Achieving your fitness goals doesn’t need a certified personal trainer or an expensive gym membership, especially when you have the budget and the space to consider practically every workout machine on the market.
Greetings! Very helpful advice in this particular post! It is the little changes that produce the biggest changes. Thanks a lot for sharing!
The next time I read a blog, I hope that it won’t disappoint me as much as this particular one. After all, Yes, it was my choice to read through, however I genuinely believed you would have something helpful to talk about. All I hear is a bunch of complaining about something you could possibly fix if you weren’t too busy seeking attention.
Hi, I do believe this is an excellent blog. I stumbledupon it 😉 I will return once again since I book marked it. Money and freedom is the best way to change, may you be rich and continue to help other people.
Very good article. I definitely appreciate this site. Keep it up!
You are so awesome! I don’t believe I’ve truly read a single thing like that before. So nice to find somebody with a few unique thoughts on this subject. Really.. thanks for starting this up. This web site is one thing that’s needed on the web, someone with some originality!
I’m very pleased to discover this site. I want to to thank you for your time just for this wonderful read!! I definitely appreciated every bit of it and i also have you book marked to see new things in your web site.
You need to be a part of a contest for one of the most useful sites on the internet. I’m going to recommend this web site!
I seriously love your blog.. Great colors & theme. Did you make this web site yourself? Please reply back as I’m hoping to create my own blog and would love to know where you got this from or what the theme is called. Appreciate it!
Hello! I just want to give you a huge thumbs up for the great information you’ve got here on this post. I’ll be returning to your website for more soon.
Excellent write-up. I absolutely love this website. Continue the good work!
Excellent blog you have got here.. It’s hard to find good quality writing like yours nowadays. I truly appreciate individuals like you! Take care!!
Saved as a favorite, I love your site!
Oh my goodness! Impressive article dude! Thank you so much, However I am experiencing problems with your RSS. I don’t understand why I am unable to subscribe to it.
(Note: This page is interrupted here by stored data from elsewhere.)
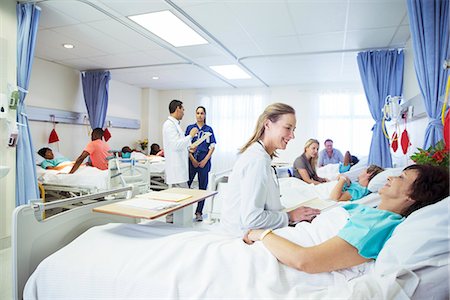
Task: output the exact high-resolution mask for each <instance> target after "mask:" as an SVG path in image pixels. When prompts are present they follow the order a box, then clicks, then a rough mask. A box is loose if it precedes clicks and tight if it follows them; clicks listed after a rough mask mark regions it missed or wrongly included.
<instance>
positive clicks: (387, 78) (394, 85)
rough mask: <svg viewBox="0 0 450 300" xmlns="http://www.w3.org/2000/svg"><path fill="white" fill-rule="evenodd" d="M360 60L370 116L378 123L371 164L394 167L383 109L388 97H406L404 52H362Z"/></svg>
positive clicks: (358, 55)
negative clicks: (403, 84) (404, 79)
mask: <svg viewBox="0 0 450 300" xmlns="http://www.w3.org/2000/svg"><path fill="white" fill-rule="evenodd" d="M357 61H358V67H359V73H360V75H361V80H362V83H363V86H364V91H365V94H366V98H367V102H368V104H369V109H370V113H371V115H372V117H373V119H374V120H375V125H374V126H373V128H372V142H371V144H370V152H369V161H368V163H369V164H375V165H378V166H381V167H385V168H386V167H392V157H391V151H390V148H389V139H388V138H387V137H386V136H385V135H384V133H383V127H382V119H383V112H382V108H383V106H384V103H385V99H386V97H387V96H388V95H391V96H401V95H402V90H403V62H404V57H403V51H397V50H381V51H367V52H360V53H358V57H357Z"/></svg>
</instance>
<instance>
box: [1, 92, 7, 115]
mask: <svg viewBox="0 0 450 300" xmlns="http://www.w3.org/2000/svg"><path fill="white" fill-rule="evenodd" d="M7 117H8V101H7V97H6V95H5V94H0V119H6V118H7Z"/></svg>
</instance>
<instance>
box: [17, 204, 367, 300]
mask: <svg viewBox="0 0 450 300" xmlns="http://www.w3.org/2000/svg"><path fill="white" fill-rule="evenodd" d="M347 217H348V214H347V213H346V211H345V210H343V209H341V208H336V209H333V210H329V211H328V212H326V213H324V214H323V215H321V216H320V217H317V218H316V219H315V222H313V223H312V224H310V223H306V222H304V224H301V225H298V226H297V227H295V228H292V227H289V228H283V229H279V230H277V233H278V234H280V235H282V236H285V237H286V238H289V239H290V240H293V241H294V242H296V243H299V244H302V245H305V246H307V245H312V244H316V243H319V242H321V241H323V240H326V239H328V238H329V237H331V236H334V235H335V234H336V232H337V230H339V228H341V227H342V226H343V224H345V222H346V221H347ZM371 270H372V263H366V264H363V265H359V266H356V267H353V268H350V269H346V270H342V271H339V272H330V273H320V274H313V275H311V274H306V273H304V272H300V271H296V270H294V269H292V268H290V267H287V266H285V265H283V264H280V263H279V262H278V261H277V259H276V258H275V257H274V256H273V255H272V254H270V252H269V251H268V250H267V249H266V248H264V246H263V245H262V244H261V243H260V242H257V243H255V244H254V245H251V246H249V245H246V244H245V243H243V241H242V240H241V239H240V238H235V237H231V236H228V235H224V234H219V233H217V232H205V231H203V232H200V231H186V229H180V228H174V227H173V226H168V225H162V224H161V225H160V223H155V222H153V223H150V224H148V225H142V224H141V225H134V224H133V225H131V224H108V225H104V226H98V227H94V228H91V229H90V230H88V231H87V232H85V233H84V234H82V235H81V236H80V237H78V238H77V239H76V240H74V241H73V242H72V243H71V244H69V245H68V246H66V247H64V248H63V249H61V250H59V251H58V252H56V253H54V254H53V255H51V256H50V257H48V258H46V259H45V260H44V261H42V263H41V264H40V265H39V266H38V268H37V269H36V271H35V272H34V273H33V274H32V276H31V277H30V279H29V280H28V282H27V284H26V287H25V290H24V298H25V299H66V298H70V299H93V298H102V299H138V298H139V299H144V298H145V299H148V298H158V299H164V298H166V299H167V298H170V299H175V298H193V299H205V298H209V299H211V298H240V299H243V298H245V299H255V298H272V299H280V298H292V299H293V298H299V297H302V298H316V299H323V298H324V297H328V298H329V297H340V298H347V297H348V295H349V294H350V289H349V288H348V287H349V284H348V281H349V280H351V279H353V278H356V277H358V276H361V275H362V274H364V273H366V272H369V271H371ZM68 274H70V278H69V277H68V276H67V275H68Z"/></svg>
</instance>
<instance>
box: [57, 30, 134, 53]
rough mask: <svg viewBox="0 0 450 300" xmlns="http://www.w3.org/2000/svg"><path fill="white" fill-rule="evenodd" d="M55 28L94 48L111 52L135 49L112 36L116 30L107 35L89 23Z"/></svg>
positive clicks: (84, 43) (61, 31) (129, 51)
mask: <svg viewBox="0 0 450 300" xmlns="http://www.w3.org/2000/svg"><path fill="white" fill-rule="evenodd" d="M53 30H54V31H55V32H58V33H60V34H63V35H65V36H70V37H72V38H73V39H74V40H77V41H79V42H82V43H84V44H87V45H89V46H90V47H92V48H97V49H101V50H102V51H103V52H105V53H109V54H116V53H121V52H130V51H132V50H133V48H132V47H130V46H129V45H127V44H125V43H123V42H121V41H119V40H117V39H115V38H113V37H111V36H110V35H114V32H110V35H106V34H105V33H103V32H100V31H98V30H96V29H95V28H93V27H91V26H89V25H88V24H79V25H72V26H65V27H59V28H55V29H53Z"/></svg>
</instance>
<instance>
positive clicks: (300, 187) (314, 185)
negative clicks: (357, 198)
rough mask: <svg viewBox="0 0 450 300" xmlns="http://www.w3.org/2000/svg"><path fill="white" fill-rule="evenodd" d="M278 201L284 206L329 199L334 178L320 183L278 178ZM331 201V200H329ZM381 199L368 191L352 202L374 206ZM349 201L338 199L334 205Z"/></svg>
mask: <svg viewBox="0 0 450 300" xmlns="http://www.w3.org/2000/svg"><path fill="white" fill-rule="evenodd" d="M279 183H280V194H281V197H280V201H281V204H282V205H283V206H284V207H287V208H289V207H294V206H297V205H299V204H301V203H302V202H305V201H308V200H311V199H314V198H319V199H323V200H329V199H330V193H331V191H332V190H333V188H334V186H335V185H336V184H337V181H336V180H333V181H329V182H325V183H321V184H317V185H314V184H308V183H306V182H304V181H302V180H300V179H297V178H295V177H288V178H280V179H279ZM330 201H331V200H330ZM380 201H381V198H380V196H379V194H378V193H370V194H369V195H367V196H365V197H363V198H361V199H358V200H356V201H353V202H354V203H358V204H364V205H370V206H375V205H378V203H379V202H380ZM347 203H349V202H348V201H340V202H338V203H336V205H343V204H347Z"/></svg>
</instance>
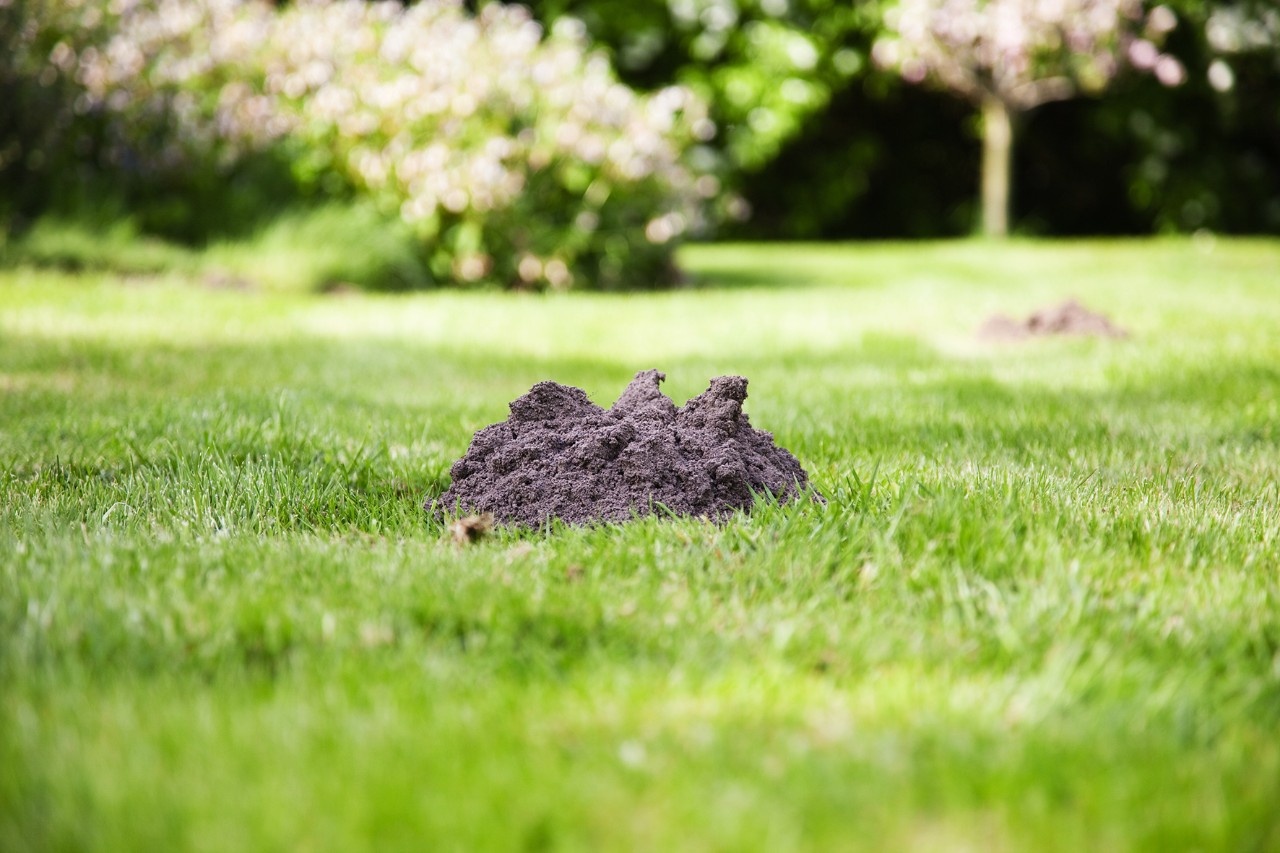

Is there anyone else having identical RSS issues? Anyone that knows the answer will you kindly respond? Thanx!!
This blog was… how do I say it? Relevant!! Finally I have found something that helped me. Thanks a lot!
This is a topic that is close to my heart… Thank you! Exactly where are your contact details though?
Howdy, There’s no doubt that your website may be having browser compatibility issues. When I take a look at your blog in Safari, it looks fine however when opening in Internet Explorer, it’s got some overlapping issues. I merely wanted to provide you with a quick heads up! Other than that, great website!